Ces techniques permettent de quasiment doubler la fréquence des coups avec un seul membre (roulement à un membre), amoindrir la fatigue, gagner de la puissance et obtenir une maîtrise totale des dynamiques (notamment l'accent sur le deuxième coup d'une note doublée (« shuffle ») ou obtenir une régularité («  propreté ») absolue des coups d'un roulement classique (« papa-maman ») à très grande vitesse). 

Tous ces gestes sont à extrapoler avec presque tous les « rudiments » (voir leçon 5), que je ne répéterais pas ici.

Notez toutefois que dans le cadre de polyrythmies, ils peuvent aussi être employés (notamment pour le chabada binaire ou l'imitation du surdo à la grosse caisse).

Pour ma part, je n'utilise plus les rebonds que pour des roulements très serrés, et les frappes identiques doublées pour un tempo très lent (je fais tout le reste avec des frappes alternées (voir ma démo vidéo)). Il est d'ailleurs intéressant de travailler des roulements en passant d'une technique à une autre, suivant l'intensité sonore voulue (rebonds pour le jeu pianissimo, poignet/doigts pour un jeu piano, bras/doigts pour le mezzo forte et poignet/bras pour le forte (voir le roulement d'introduction de ma démo avec decelerando et crescendo conjoint)).
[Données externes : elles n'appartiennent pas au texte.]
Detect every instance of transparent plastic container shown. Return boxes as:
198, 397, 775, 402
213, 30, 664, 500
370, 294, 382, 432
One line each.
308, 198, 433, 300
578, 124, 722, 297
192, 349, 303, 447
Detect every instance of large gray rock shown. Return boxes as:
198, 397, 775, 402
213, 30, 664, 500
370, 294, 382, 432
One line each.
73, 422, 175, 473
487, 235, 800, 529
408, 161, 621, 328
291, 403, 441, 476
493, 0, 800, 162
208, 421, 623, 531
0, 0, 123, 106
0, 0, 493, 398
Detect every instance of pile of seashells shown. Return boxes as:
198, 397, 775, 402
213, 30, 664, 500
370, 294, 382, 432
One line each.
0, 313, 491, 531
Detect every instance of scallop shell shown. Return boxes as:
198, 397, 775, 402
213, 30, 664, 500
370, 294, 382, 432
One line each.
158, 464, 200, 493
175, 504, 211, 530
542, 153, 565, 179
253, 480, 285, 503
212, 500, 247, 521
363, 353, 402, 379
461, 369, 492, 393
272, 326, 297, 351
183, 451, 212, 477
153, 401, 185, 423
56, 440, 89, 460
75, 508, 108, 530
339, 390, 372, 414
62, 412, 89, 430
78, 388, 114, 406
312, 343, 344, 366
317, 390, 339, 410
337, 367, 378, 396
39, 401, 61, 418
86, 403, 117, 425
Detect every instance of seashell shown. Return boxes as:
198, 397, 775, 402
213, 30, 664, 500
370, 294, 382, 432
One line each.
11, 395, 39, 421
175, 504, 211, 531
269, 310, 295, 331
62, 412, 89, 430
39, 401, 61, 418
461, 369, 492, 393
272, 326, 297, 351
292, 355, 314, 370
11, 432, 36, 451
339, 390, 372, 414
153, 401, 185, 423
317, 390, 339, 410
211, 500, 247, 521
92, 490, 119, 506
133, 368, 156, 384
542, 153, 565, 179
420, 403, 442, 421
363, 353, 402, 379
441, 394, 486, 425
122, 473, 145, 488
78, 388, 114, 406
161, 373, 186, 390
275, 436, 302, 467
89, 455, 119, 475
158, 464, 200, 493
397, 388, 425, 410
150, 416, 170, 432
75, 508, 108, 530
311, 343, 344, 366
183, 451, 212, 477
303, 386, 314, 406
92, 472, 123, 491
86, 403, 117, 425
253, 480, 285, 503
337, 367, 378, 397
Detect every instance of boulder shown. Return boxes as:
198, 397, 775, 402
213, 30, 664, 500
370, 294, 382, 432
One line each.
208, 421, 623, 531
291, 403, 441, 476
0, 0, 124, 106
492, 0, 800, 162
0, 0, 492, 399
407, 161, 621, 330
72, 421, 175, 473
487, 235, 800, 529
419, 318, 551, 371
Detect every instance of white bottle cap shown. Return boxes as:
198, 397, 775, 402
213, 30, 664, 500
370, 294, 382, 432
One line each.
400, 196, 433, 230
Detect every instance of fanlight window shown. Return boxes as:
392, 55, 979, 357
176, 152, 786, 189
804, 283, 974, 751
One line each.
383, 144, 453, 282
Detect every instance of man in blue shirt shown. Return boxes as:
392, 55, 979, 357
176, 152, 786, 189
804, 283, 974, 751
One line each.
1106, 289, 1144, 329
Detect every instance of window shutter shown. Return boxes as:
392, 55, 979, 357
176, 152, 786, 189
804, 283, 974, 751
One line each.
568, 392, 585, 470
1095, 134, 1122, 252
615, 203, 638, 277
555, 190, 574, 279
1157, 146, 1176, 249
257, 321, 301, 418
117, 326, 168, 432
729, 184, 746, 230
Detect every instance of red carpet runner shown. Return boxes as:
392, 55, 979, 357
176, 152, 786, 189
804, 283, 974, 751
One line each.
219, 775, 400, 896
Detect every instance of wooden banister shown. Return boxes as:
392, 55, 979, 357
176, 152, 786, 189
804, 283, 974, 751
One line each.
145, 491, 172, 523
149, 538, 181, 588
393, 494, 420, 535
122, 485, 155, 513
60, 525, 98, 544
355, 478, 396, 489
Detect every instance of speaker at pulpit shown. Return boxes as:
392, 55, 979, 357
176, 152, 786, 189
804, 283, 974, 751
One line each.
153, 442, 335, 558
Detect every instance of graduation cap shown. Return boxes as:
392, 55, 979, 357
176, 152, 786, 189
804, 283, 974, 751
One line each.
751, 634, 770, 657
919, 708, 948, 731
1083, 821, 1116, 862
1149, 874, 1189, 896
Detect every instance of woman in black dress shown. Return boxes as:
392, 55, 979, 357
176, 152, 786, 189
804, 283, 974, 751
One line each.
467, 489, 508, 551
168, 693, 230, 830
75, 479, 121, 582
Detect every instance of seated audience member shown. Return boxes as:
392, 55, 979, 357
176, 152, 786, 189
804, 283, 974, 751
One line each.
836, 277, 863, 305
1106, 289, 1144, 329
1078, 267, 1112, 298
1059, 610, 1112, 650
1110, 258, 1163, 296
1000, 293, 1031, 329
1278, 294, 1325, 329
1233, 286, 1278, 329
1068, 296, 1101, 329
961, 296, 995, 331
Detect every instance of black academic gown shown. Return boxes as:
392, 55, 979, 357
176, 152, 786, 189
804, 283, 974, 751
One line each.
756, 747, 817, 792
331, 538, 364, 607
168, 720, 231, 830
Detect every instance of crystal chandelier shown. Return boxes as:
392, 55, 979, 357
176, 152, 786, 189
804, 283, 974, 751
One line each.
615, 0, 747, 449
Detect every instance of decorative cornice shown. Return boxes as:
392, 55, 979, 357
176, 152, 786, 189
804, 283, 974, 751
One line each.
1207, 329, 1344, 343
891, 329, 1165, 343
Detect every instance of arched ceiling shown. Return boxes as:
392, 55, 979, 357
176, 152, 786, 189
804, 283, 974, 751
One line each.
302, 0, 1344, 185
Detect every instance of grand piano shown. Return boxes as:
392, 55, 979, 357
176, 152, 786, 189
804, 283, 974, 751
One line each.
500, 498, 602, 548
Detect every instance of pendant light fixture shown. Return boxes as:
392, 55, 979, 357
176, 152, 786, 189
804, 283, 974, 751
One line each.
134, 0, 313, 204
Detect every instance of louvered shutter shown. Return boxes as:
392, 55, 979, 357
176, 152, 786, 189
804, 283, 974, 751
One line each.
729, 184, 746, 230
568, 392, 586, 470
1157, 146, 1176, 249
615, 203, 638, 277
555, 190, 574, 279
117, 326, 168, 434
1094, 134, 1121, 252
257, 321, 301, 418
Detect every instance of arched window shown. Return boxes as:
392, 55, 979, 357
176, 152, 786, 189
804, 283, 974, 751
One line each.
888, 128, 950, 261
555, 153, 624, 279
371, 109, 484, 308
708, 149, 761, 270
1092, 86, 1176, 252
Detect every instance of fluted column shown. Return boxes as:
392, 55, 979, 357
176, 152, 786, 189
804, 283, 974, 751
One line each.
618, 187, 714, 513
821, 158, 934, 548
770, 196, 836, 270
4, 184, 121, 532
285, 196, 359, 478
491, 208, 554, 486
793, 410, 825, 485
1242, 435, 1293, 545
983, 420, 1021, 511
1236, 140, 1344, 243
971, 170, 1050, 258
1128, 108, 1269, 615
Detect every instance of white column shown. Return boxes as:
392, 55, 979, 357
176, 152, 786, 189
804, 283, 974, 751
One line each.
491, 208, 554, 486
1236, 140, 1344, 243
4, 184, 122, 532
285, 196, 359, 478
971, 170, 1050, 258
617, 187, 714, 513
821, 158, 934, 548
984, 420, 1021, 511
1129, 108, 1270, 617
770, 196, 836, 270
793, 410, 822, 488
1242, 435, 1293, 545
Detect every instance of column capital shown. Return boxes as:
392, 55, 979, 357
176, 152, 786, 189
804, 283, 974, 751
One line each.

Mais il est tout à fait possible de marquer un accent avec une frappe apparemment moins puissante, ce n'est qu'une question de contrôle et c'est parfois utile.
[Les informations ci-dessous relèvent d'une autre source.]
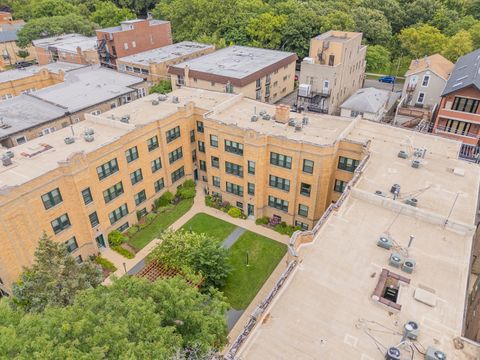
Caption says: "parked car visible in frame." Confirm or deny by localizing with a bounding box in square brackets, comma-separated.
[378, 75, 395, 84]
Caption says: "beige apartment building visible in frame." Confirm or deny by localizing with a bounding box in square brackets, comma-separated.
[169, 45, 297, 103]
[117, 41, 215, 85]
[0, 88, 365, 290]
[297, 30, 367, 114]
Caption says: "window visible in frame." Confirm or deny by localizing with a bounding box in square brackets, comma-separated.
[168, 146, 183, 164]
[51, 214, 72, 234]
[42, 188, 63, 210]
[130, 169, 143, 185]
[103, 181, 123, 204]
[150, 158, 162, 174]
[303, 159, 313, 174]
[270, 152, 292, 169]
[298, 204, 308, 217]
[268, 196, 288, 212]
[125, 146, 138, 163]
[157, 178, 165, 192]
[333, 179, 347, 192]
[82, 188, 93, 205]
[133, 190, 147, 206]
[422, 75, 430, 87]
[338, 156, 359, 172]
[108, 204, 128, 225]
[269, 175, 290, 191]
[97, 159, 118, 180]
[172, 166, 185, 183]
[88, 211, 100, 227]
[300, 183, 312, 196]
[212, 156, 220, 169]
[210, 135, 218, 147]
[147, 135, 158, 151]
[225, 161, 243, 177]
[225, 140, 243, 155]
[166, 126, 180, 143]
[452, 97, 480, 114]
[295, 220, 308, 230]
[248, 160, 255, 175]
[227, 182, 243, 196]
[65, 236, 78, 253]
[198, 140, 205, 152]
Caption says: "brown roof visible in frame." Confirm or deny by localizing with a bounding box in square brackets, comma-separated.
[405, 54, 454, 80]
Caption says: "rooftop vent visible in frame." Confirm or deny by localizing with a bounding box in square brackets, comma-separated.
[63, 136, 75, 145]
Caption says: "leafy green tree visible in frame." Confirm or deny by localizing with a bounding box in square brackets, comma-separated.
[149, 230, 230, 288]
[366, 45, 390, 72]
[90, 2, 136, 28]
[442, 30, 473, 62]
[0, 277, 227, 359]
[17, 14, 94, 47]
[12, 234, 102, 312]
[398, 25, 447, 58]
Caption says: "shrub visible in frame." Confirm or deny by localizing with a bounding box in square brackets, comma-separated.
[94, 256, 117, 272]
[110, 245, 135, 259]
[228, 207, 242, 219]
[108, 230, 127, 246]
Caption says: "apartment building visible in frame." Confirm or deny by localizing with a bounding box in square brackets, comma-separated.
[32, 34, 99, 65]
[96, 19, 172, 67]
[0, 62, 82, 100]
[433, 49, 480, 146]
[0, 65, 147, 147]
[117, 41, 215, 84]
[168, 45, 297, 103]
[297, 30, 367, 114]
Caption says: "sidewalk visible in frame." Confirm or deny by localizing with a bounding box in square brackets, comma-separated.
[101, 185, 290, 285]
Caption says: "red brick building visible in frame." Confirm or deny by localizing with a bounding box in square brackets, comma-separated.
[433, 49, 480, 146]
[96, 19, 172, 67]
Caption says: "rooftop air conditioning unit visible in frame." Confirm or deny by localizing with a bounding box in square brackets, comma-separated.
[2, 155, 12, 166]
[63, 136, 75, 145]
[403, 321, 420, 340]
[405, 198, 418, 207]
[425, 346, 447, 360]
[397, 150, 408, 159]
[385, 346, 402, 360]
[388, 253, 403, 268]
[377, 236, 393, 250]
[298, 84, 312, 97]
[402, 259, 415, 274]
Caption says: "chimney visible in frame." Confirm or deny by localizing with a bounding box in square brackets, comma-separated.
[275, 104, 290, 124]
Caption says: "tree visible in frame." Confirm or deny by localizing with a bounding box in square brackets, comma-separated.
[398, 25, 447, 59]
[17, 14, 94, 47]
[366, 45, 390, 72]
[149, 230, 230, 288]
[12, 234, 102, 312]
[442, 30, 473, 62]
[0, 277, 228, 359]
[90, 2, 136, 28]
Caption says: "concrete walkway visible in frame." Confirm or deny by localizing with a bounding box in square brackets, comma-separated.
[101, 185, 289, 285]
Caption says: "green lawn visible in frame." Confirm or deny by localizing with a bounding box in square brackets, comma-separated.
[182, 213, 236, 242]
[128, 199, 193, 250]
[222, 231, 287, 310]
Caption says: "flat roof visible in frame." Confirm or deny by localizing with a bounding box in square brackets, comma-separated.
[169, 45, 297, 86]
[33, 34, 97, 53]
[117, 41, 214, 65]
[238, 120, 480, 360]
[0, 62, 85, 83]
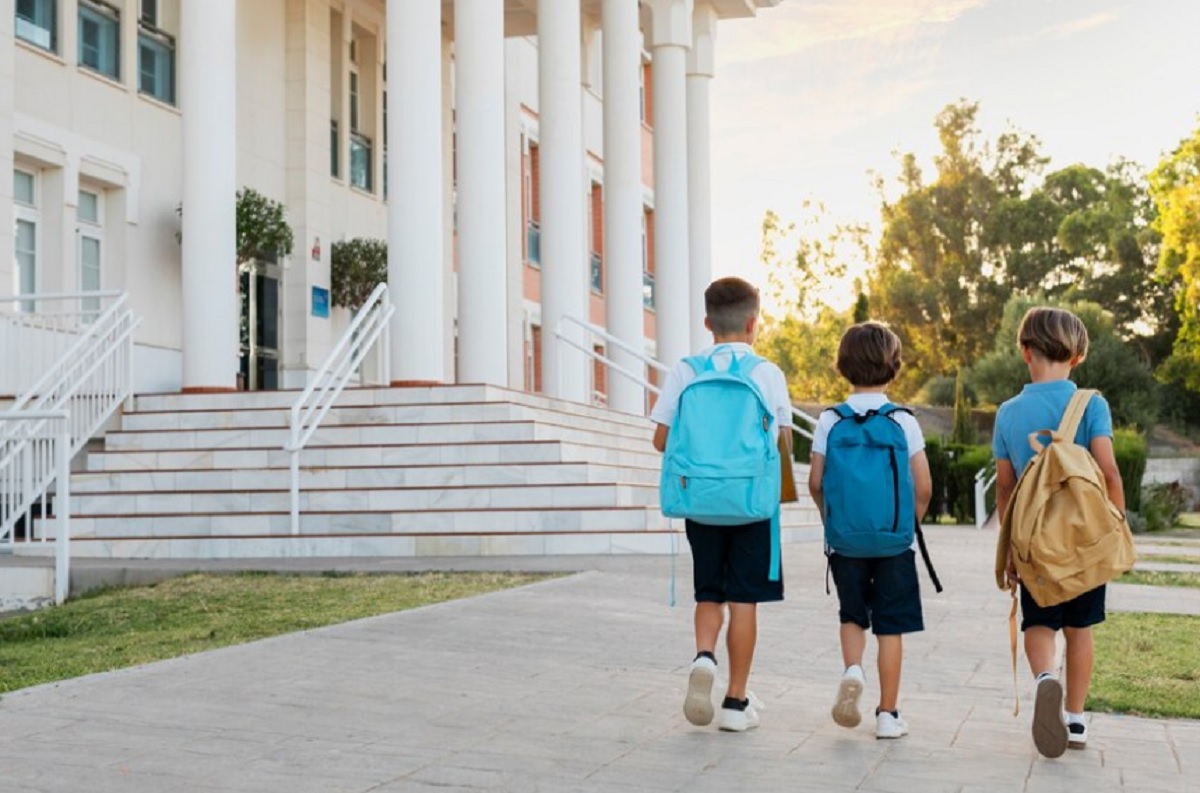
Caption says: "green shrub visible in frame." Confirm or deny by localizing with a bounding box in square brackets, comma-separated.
[1112, 429, 1146, 512]
[1141, 482, 1192, 531]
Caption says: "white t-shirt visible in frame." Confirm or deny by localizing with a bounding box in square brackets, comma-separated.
[650, 342, 792, 438]
[812, 394, 925, 457]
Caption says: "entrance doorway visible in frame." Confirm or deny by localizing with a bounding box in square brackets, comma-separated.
[238, 260, 281, 391]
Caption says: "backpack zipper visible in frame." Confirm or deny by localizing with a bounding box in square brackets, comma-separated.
[888, 449, 900, 534]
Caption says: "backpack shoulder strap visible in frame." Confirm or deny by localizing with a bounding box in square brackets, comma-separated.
[1056, 389, 1099, 443]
Cette technique permet enfin, de passer rapidement d'un instrument à un autre du bas vers le haut, ce qui est impossible en utilisant le rebond (intéressant notamment pour passer du ping au dôme de cymbale ou à la tranche du charleston, ou d'un tom à une cymbale) ou de réaliser des accents dans une battue continue (typique du reggae sur le charleston, avec un accent toutes les croches dans un débit de double croches, très employé aussi en samba ou en R & B).

L'idée fondamentale qui sous-tend ces techniques est la reprise du concept de frisé (alternance entre deux membres, un coup par membre, en essayant d'avoir le même son, pour donner l'impression que l'on joue deux fois plus vite), mais alternant ici deux frappes dissociées (exemple : frappe de l'avant-bras (impulsion de l'arrière-bras) et frappe du poignet (impulsion de l'avant-bras)).

Pour ce faire, il faut dans la mesure du possible « armer » une articulation quand l'autre frappe (dans un frisé, on lève dans un mouvement symétrique un membre, dans le même temps que l'autre frappe).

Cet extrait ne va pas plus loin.